Abitare la montagna, Legambiente: “La riqualificazione degli edifici gioca un ruolo chiave”

La montagna da meta turistica a luogo in cui abitare, ma anche protagonista del desolante problema del costruito abbandonato: questi i temi del dossier di primavera di Legambiente dal titolo “Abitare la montagna nel post covid”.

Il censimento degli edifici fatiscenti, presenti nelle aree montane della Penisola, rappresenta il cuore di questo report, che analizza 66 strutture, abbandonate ad uno stato di degrado, che – afferma l’associazione – necessitano di una strategia mirata: edifici legati all’industria dello sci, ma anche hotel, colonie e caserme di confine, lasciati senza una prospettiva.

Abitare la montagna, le cause dell’abbandono e le strategie di recupero

Legambiente spiega quali sono le cause dell’abbandono delle strutture in montagna. Tra le più frequenti: il cambiamento della domanda turistica per assenza di neve, la necessità di ingenti reinvestimenti di ammodernamento, mancati adeguamenti tecnici, scelte imponderate rispetto ai flussi turistici, speculazioni di basso cabotaggio.

Di fronte a questa situazione l’associazione ambientalista vuole stimolare, dunque, una riflessione e un dibattito sul futuro di questi edifici, al fine di individuare le soluzioni più adeguate: queste vanno, a seconda dei casi, dalla demolizione al riuso innovativo.

“Privilegiare la riqualificazione del costruito esistente – spiega Legambiente – può, infatti, acquistare un importante significato in un contesto post pandemico in cui si manifesta proprio uno slancio del mercato immobiliare in montagna, con il rischio, però, che possa di pari passo ricominciare a crescere anche il consumo di suolo, che invece dovrebbe essere azzerato”.

 

abitare la montagna

 

Infatti, secondo i dati del Sistema Nazionale per la Protezione dell’Ambiente (SNPA), in Italia il consumo del suolo continua a crescere e riguarda anche ambiti montani di pericolosità per frane e alluvioni, le aree protette, le sponde dei corpi idrici, le valli dove il suolo è più fertile. Il triste primato è detenuto, per le aree oltre i 600 metri di altitudine, dal Trentino-Alto Adige, che nel 2019 ha consumato ben 54 ettari in più rispetto al 2018.

Il mercato immobiliare sulle alpi

Secondo focus del dossier è proprio “Il mercato immobiliare sulle alpi: tra turismo e smart working”, con cui Legambiente mette sotto la lente di ingrandimento 303 località alpine italiane, dalla maggiore vocazione turistica o più colpite dallo spopolamento, incrociando gli ultimi dati Istat disponibili per tracciare un quadro del costruito in alta quota ed in particolare il fenomeno delle seconde case.

Infatti, se fino al periodo pre pandemico le seconde case non erano vissute se non per qualche giorno all’anno e per determinati periodi festivi, sovraccaricando infrastrutture e servizi, la diffusione dello smart working sta cambiando le modalità di utilizzo, influendo anche su alcune dinamiche sociali e economiche.

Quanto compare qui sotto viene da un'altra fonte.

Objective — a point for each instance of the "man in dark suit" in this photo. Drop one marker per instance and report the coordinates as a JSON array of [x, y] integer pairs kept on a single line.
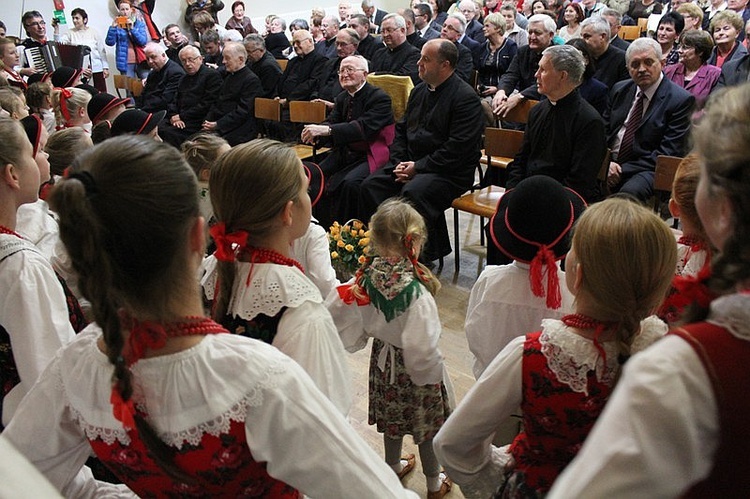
[[160, 88], [327, 46], [262, 63], [614, 19], [422, 18], [647, 116], [196, 93], [233, 114], [610, 61], [399, 56], [374, 15], [368, 44], [735, 72], [520, 75], [453, 29], [359, 129], [436, 149], [474, 29]]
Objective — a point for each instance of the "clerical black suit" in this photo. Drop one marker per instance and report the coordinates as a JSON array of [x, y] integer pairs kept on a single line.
[[195, 96], [441, 132], [553, 145], [161, 87], [269, 72], [234, 111], [357, 123], [399, 61]]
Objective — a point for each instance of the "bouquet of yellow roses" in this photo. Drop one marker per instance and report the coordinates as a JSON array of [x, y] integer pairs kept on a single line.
[[349, 246]]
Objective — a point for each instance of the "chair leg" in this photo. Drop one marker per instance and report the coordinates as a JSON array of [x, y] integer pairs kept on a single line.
[[456, 242]]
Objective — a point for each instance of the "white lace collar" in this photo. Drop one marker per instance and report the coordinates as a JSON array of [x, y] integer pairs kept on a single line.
[[190, 393], [570, 356], [271, 288]]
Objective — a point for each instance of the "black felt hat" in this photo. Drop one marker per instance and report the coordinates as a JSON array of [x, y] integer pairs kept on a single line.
[[316, 179], [538, 212], [101, 104], [136, 122]]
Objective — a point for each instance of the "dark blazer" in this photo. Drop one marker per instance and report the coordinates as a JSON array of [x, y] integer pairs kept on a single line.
[[400, 61], [234, 111], [735, 72], [664, 128], [611, 67], [474, 30], [161, 87], [269, 72], [520, 74], [300, 77]]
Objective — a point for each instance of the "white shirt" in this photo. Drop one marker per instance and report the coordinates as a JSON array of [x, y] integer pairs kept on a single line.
[[289, 424], [464, 444], [502, 307], [33, 311], [306, 331]]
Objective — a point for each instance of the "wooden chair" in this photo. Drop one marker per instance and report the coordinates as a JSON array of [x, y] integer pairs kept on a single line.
[[629, 33], [122, 82], [136, 86], [666, 167], [498, 143], [307, 112], [397, 87]]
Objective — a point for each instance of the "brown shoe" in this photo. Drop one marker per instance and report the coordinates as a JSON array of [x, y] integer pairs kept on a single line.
[[445, 487], [411, 460]]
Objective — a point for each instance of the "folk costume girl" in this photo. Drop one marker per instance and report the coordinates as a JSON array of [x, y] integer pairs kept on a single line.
[[33, 317], [391, 301], [170, 401], [257, 289], [562, 376]]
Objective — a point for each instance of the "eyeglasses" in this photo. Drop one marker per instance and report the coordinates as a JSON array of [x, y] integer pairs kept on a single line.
[[191, 59], [346, 71]]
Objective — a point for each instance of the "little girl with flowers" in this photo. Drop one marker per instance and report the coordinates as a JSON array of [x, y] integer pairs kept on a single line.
[[391, 300]]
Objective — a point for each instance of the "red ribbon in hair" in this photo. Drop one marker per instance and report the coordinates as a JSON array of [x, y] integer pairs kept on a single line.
[[123, 411], [225, 250], [65, 94]]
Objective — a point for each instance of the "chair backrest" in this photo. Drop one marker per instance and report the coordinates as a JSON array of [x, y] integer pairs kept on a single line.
[[520, 113], [267, 109], [136, 86], [307, 112], [499, 142], [397, 87], [666, 167], [122, 82], [629, 33]]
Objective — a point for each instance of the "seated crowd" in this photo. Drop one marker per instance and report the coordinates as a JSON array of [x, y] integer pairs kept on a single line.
[[108, 386]]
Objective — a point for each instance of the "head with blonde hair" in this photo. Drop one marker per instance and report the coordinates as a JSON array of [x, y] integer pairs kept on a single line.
[[620, 265], [397, 229], [252, 187], [70, 106]]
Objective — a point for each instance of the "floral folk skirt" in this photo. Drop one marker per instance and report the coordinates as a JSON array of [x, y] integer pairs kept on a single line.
[[403, 408]]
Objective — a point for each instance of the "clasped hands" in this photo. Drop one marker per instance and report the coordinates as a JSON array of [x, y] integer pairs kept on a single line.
[[405, 171]]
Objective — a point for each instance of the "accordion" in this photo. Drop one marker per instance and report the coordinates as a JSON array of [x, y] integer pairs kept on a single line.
[[52, 55]]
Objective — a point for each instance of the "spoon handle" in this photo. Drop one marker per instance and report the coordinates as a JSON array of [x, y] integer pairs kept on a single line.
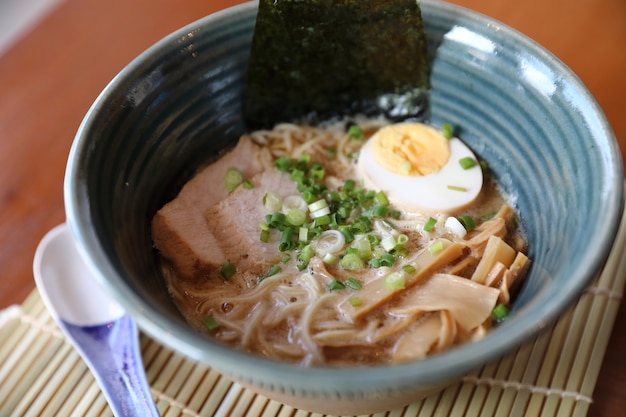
[[111, 352]]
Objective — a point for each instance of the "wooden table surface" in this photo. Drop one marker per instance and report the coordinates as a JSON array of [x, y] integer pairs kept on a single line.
[[51, 76]]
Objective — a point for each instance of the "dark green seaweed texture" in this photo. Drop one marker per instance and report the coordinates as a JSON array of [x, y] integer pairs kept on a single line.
[[313, 60]]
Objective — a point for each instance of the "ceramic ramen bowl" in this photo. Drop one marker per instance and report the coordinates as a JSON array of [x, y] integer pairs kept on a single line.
[[179, 103]]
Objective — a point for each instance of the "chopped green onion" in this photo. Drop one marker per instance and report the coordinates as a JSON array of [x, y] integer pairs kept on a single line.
[[330, 259], [467, 162], [277, 219], [387, 260], [409, 269], [379, 211], [353, 284], [457, 188], [364, 249], [348, 185], [355, 302], [210, 323], [233, 178], [303, 234], [447, 130], [351, 262], [381, 197], [395, 281], [318, 205], [430, 224], [317, 171], [322, 220], [436, 247], [335, 285], [228, 270], [272, 201], [388, 242], [296, 217], [297, 175], [500, 312], [373, 239], [286, 240], [467, 222], [355, 133]]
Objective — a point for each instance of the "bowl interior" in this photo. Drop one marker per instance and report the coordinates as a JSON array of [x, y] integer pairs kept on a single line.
[[179, 103]]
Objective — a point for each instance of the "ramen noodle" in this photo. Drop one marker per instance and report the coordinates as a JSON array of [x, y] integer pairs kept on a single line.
[[278, 248]]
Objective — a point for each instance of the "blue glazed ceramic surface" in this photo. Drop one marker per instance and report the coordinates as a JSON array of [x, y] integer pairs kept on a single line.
[[179, 103]]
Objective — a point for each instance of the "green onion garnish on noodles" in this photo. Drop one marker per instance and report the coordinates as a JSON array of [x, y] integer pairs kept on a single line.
[[335, 285], [409, 269], [228, 270], [353, 283], [500, 312], [351, 262], [395, 281], [296, 217], [232, 179], [467, 162], [430, 224], [271, 272]]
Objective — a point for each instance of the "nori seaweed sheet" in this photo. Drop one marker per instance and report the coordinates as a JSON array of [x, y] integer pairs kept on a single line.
[[313, 60]]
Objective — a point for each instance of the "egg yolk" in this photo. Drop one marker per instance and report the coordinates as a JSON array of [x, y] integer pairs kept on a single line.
[[410, 149]]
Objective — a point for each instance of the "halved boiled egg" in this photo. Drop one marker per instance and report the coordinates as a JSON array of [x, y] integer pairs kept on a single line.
[[419, 169]]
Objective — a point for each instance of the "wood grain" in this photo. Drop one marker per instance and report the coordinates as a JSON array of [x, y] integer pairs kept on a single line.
[[51, 76]]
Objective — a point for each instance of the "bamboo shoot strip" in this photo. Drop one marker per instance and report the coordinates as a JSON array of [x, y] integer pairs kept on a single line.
[[313, 60], [426, 263]]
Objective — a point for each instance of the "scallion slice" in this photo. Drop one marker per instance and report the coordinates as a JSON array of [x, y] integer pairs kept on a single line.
[[395, 281], [335, 285], [430, 224], [353, 283], [467, 162], [409, 269], [351, 262]]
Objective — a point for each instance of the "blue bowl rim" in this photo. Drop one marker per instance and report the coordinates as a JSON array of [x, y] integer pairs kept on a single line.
[[442, 367]]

Un dibattito ampio, che – per Legambiente – impone di pensare ad una nuova dimensione urbanistica della montagna.

“Attraverso questo report vogliamo rilanciare il dibattito sul vivere in montagna — ha commentato Vanda Bonardo, responsabile nazionale Alpi Legambiente —. Proprio la ricerca di soluzioni e prospettive future di questo costruito pensiamo possa giocare un ruolo chiave nell’arrestare il crescente consumo di suolo in montagna. Ma c’è di più: il riuso funzionale di queste ampie volumetrie può costituire un’occasione straordinaria per ripensare l’organizzazione delle comunità in un’ottica di sostenibilità e di sviluppo”.